Los pesos del modelo, almacenados en formato safetensors de precisión media (F16), se alojan en Hugging Face y se descargan automáticamente en el primer uso. El proyecto ofrece tres variantes: una versión estándar de cuatro stems de 84 MB, una de seis stems que incluye guitarra y piano del mismo tamaño, y una versión premium que combina cuatro modelos especializados con 333 MB de capacidad para obtener la máxima calidad.
Esta implementación revela una tendencia emergente en la infraestructura de IA: la migración de cargas de trabajo hacia lenguajes compilados y sistemas de ejecución más eficientes. Rust, con su énfasis en la seguridad de memoria y el rendimiento, se presenta como una alternativa competitiva frente a los ecosistemas dominados por Python. La capacidad de compilar el mismo código fuente a múltiples plataformas —desde navegadores hasta aplicaciones nativas— sugiere que el futuro de las herramientas de IA podría caracterizarse por una mayor portabilidad y autonomía del usuario.

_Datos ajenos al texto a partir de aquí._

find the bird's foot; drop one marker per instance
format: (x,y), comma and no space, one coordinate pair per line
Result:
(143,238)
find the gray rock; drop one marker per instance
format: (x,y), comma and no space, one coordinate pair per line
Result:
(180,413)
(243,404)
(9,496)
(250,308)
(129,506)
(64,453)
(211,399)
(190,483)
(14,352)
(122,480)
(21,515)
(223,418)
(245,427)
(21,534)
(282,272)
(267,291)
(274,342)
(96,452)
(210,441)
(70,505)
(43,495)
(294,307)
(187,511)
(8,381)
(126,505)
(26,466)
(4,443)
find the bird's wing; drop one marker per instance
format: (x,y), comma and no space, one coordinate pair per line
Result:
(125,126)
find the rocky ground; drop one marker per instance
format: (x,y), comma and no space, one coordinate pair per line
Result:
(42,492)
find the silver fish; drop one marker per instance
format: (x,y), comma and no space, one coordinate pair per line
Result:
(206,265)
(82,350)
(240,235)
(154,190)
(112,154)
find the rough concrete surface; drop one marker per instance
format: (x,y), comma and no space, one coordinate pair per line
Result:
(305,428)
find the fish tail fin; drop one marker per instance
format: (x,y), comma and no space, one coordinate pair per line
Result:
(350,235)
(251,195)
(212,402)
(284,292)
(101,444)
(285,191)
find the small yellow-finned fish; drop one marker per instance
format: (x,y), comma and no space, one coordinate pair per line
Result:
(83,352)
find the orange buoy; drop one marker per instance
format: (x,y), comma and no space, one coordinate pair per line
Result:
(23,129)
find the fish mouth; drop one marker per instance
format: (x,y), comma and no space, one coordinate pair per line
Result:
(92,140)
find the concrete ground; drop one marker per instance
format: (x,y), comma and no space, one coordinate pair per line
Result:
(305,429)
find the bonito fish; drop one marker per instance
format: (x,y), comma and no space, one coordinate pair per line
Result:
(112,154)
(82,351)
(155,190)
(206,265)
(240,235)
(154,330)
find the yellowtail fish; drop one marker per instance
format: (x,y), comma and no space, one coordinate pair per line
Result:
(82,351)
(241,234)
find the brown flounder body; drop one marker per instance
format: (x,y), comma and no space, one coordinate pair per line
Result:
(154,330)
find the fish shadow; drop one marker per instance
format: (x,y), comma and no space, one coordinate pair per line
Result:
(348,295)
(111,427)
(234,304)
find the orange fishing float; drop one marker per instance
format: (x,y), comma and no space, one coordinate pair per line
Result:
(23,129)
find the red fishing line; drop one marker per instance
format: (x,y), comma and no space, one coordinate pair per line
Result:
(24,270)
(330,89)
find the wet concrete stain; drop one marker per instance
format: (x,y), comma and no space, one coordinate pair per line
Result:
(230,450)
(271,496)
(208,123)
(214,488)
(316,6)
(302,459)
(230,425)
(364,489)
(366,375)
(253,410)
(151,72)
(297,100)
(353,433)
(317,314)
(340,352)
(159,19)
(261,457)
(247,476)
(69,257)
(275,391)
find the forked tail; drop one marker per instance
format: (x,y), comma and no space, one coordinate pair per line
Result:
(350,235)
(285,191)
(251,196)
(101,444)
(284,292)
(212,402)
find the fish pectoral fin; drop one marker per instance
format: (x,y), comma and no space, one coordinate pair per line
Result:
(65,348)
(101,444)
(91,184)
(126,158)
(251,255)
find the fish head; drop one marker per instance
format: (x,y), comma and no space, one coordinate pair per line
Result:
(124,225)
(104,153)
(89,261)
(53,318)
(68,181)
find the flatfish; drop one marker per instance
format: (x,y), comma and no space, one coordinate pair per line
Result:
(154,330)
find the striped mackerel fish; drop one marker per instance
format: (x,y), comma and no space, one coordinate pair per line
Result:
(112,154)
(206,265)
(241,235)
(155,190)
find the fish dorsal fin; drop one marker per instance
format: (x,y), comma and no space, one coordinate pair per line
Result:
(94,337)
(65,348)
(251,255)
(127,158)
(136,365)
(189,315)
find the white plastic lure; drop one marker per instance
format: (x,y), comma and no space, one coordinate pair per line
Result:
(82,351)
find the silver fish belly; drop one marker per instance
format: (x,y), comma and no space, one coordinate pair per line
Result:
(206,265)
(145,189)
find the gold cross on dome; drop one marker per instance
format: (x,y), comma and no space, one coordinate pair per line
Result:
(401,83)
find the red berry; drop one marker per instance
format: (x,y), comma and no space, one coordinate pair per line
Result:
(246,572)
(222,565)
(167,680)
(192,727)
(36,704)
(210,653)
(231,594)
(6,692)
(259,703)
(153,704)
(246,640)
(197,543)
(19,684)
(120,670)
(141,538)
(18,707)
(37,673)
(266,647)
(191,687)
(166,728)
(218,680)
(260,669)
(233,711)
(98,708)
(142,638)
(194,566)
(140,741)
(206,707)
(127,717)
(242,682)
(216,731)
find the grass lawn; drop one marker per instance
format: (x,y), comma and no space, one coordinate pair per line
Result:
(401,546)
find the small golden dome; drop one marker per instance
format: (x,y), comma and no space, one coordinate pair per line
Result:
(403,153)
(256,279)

Para los productores musicales y creadores de contenido, las implicaciones son considerables. La ausencia de dependencias externas y la ejecución local garantizan privacidad, reducen la latencia y permiten trabajar sin conexión a internet. El hecho de que esto se haya logrado sin renunciar a la funcionalidad indica que hemos alcanzado un punto de madurez en el que la democratización de tecnologías avanzadas de IA ya no es una promesa distante, sino una realidad técnicamente viable.
El desarrollador ha indicado su intención de ampliar el proyecto más allá de macOS, aprovechando los bloques de construcción ya disponibles para otras plataformas. El objetivo explícito es transformar la herramienta en una utilidad general para productores musicales, no simplemente un proyecto que funcione de manera aislada en máquinas específicas. Esta visión de expansión plantea preguntas interesantes sobre cómo la comunidad de código abierto podría impulsar la accesibilidad de tecnologías de IA complejas sin depender de plataformas corporativas centralizadas.